Governments make record-setting pledges of $26 billion to fund education
Expectations were blown out of the water today in Brussels as historic financial commitments were made toward funding education in the world’s poorest countries that will help provide a quality education for millions of children.
At what could have been viewed as a melting pot of the education policy world, politics, civil society, and international organisations came together in the heart of Belgium June 25th and 26th for the second Global Partnership for Education (GPE) Replenishment Conference in hopes of hitting what now seems like a very modest US $3.5 billion post-2015 funding goal.
“This exceptional result is a vote of confidence in the power of education to lift the lives of millions of children, and is a tribute to far-sighted leadership in our partner countries - donors and developing country partners alike,” said Julia Gillard, GPE Board Chair and former Australian prime minister. “No other organization has a partnership structure that has leveraged such substantial funds from developing countries.”
A vast majority of the record-high dollar amount came from 27 developing countries’ promise to increase spending on education by $26 billion over the next three years, a 25 percent jump from current levels. Another $2.1 billion came from the likes of European Union, Sweden, Norway, Denmark and the United Kingdom.
Education International gives teachers a starring role
“Teachers are absolutely the key to quality education,” was the message Education International (EI) General Secretary Fred van Leeuwen made loud and clear, erasing any doubts about the importance of teachers in creating quality education as Education International (EI) also made its pledge to the GPE.
In his pledge for EI, van Leeuwen made an annual commitment of 2 million euros from 2015 to 2018 to assist education unions worldwide, with a special emphasis on those in the GPE countries in order to:
· Establish social and professional dialogues with their public authorities;
· Raise professional standards and put a stop to de-professionalization trends;
· Target the barriers to access, such as child labour, child marriage, school fees, and the professional teacher shortage;
· Establish partnerships with civil society, international organisations, and the private sector to support the EFA targets, but expose those creating new barriers or feeding de-professionalization.

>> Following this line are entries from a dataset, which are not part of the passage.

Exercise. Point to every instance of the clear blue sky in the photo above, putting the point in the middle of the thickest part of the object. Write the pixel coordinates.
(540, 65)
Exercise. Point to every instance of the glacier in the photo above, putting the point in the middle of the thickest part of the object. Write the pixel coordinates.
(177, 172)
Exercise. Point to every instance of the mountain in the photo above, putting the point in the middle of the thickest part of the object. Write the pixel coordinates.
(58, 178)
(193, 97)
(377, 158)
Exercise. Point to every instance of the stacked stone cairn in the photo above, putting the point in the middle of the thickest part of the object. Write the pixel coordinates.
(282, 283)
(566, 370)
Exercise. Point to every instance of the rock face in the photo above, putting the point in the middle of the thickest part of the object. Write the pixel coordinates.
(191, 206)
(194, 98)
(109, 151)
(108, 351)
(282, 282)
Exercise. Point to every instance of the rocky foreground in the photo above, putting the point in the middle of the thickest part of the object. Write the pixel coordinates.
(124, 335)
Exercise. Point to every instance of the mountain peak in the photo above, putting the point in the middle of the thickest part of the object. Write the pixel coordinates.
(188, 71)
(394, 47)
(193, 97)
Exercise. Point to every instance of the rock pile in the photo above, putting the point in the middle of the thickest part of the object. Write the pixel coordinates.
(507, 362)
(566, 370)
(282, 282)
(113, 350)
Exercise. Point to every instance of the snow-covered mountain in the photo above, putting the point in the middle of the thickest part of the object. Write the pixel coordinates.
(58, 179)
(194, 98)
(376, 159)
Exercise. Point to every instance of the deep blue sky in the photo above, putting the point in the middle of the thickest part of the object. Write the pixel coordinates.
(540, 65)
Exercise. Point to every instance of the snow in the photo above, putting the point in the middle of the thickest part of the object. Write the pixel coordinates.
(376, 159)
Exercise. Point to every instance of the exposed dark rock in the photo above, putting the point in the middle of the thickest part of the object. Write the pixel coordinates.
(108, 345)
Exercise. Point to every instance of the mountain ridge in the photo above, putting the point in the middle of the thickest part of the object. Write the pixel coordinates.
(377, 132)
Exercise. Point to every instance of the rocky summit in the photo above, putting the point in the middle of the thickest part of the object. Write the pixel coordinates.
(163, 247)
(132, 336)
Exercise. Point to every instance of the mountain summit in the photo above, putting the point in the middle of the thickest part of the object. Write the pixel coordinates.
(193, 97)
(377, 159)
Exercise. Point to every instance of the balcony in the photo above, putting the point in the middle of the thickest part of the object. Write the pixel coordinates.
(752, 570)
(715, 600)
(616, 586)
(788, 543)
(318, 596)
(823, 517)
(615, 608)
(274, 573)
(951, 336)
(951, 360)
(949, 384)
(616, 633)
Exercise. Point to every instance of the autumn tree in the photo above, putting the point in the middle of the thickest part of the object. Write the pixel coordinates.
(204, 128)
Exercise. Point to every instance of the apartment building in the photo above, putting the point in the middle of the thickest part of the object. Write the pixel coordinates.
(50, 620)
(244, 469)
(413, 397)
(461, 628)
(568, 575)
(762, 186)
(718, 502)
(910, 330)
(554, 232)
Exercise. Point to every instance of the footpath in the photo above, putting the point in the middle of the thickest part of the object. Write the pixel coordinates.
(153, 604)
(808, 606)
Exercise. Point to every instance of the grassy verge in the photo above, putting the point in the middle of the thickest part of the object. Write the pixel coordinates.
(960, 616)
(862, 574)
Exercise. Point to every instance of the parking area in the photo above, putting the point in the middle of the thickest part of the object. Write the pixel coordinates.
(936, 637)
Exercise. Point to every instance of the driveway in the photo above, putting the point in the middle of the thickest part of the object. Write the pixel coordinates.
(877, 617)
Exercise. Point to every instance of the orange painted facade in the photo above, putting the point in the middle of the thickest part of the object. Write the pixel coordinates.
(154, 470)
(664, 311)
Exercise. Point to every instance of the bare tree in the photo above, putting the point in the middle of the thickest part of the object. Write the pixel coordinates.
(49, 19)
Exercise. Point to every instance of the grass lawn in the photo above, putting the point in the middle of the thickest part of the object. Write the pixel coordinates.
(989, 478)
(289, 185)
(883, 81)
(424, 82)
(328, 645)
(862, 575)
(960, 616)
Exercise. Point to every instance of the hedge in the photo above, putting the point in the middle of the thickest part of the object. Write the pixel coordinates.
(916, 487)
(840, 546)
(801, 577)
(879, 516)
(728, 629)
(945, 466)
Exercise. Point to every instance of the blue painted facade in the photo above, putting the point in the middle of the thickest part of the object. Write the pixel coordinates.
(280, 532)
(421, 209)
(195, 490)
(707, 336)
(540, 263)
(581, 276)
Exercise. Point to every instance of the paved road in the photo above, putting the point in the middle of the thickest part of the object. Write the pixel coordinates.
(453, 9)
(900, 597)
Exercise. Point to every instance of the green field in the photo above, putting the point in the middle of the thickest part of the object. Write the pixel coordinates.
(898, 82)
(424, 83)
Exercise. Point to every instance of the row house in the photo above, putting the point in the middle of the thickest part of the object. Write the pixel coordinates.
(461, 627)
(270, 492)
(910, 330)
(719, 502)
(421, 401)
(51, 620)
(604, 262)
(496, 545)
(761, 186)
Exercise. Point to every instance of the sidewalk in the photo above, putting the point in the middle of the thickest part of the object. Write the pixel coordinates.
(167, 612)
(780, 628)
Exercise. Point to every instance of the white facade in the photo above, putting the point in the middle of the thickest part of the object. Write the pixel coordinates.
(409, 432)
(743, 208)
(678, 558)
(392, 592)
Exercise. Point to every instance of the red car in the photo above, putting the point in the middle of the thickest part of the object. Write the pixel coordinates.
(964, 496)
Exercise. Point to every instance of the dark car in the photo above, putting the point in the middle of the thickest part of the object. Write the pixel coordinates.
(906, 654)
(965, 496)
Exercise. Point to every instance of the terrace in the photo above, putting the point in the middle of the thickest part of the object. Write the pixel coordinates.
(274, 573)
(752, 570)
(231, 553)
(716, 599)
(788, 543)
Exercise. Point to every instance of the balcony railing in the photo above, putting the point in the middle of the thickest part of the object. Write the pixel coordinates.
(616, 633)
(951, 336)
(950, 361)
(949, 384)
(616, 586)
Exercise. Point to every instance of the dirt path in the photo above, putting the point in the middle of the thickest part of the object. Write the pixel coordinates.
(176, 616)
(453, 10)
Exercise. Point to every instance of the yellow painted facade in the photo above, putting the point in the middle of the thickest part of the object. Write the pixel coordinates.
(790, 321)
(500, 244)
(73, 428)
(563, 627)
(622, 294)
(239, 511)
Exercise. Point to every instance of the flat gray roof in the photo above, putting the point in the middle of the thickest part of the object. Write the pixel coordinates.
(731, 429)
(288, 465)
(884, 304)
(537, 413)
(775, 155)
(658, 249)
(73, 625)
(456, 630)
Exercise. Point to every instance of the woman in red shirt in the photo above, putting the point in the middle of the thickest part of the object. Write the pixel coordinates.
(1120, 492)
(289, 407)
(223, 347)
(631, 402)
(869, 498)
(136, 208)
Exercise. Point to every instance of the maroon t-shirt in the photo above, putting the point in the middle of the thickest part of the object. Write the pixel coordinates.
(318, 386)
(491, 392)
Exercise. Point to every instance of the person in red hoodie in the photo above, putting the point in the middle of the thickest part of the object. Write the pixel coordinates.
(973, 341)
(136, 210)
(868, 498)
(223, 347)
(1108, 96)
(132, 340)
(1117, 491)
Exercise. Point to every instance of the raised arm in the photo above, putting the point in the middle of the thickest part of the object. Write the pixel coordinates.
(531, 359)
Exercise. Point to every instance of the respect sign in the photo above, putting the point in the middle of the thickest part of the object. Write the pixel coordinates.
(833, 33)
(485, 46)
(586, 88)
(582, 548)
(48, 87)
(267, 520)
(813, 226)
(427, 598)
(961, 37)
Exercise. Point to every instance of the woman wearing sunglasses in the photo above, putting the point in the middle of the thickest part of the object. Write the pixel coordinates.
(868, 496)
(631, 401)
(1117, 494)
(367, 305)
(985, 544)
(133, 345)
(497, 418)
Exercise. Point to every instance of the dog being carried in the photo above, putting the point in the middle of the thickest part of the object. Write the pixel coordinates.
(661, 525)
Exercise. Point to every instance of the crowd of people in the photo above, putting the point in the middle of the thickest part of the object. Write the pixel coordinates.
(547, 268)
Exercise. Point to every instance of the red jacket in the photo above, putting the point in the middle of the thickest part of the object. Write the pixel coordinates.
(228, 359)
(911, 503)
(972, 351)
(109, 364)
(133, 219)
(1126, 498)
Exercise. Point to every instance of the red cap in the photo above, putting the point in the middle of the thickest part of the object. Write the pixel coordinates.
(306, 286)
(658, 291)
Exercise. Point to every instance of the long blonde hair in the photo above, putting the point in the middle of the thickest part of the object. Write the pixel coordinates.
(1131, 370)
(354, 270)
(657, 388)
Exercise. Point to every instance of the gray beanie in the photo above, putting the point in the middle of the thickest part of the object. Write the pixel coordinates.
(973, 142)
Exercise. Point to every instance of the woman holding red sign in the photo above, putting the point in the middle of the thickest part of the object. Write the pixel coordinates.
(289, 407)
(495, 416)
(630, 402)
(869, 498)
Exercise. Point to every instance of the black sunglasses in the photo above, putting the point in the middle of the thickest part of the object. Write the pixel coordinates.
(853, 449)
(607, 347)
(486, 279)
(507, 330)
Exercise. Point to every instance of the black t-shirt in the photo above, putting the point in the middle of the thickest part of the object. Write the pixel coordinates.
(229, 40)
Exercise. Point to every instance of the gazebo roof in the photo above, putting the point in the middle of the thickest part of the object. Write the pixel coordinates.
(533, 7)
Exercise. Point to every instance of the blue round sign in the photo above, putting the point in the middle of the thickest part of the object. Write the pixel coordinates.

In addition, Education International also pledged to:
· Improve gender equality in education, including the achievement of gender parity in primary and lower secondary school;
· Improve learning outcomes, including increasing grade 3 literacy rates;
· Strengthen support for education development in fragile states, and in jurisdictions lagging behind in reaching the EFA targets;
· And as a member of the Emergency Coalition for Global Education Action, provide additional support to teachers and their organisations in Haiti, Lebanon, Pakistan and Nigeria.
Earlier in the day, as leaders filed into the ‘pledging room’ to confirm their support to the GPE, side panel discussions threw the spotlight on all the key education issues. During the debate “Empowering Teachers,” van Leeuwen wasted little pointing out where to start.
“First, we need to listen to them, consult with them, and engage with them on reforms,” he said of bringing teachers into the decision-making process. “When you talk to teachers, you talk to the teaching profession.”
In light of the billions of dollars dedicated to education for the near future, the work of EI will continue to ensure that education finds its place as one of the United Nations Post-2015 Development Goals, which will determine the global development priorities until 2030.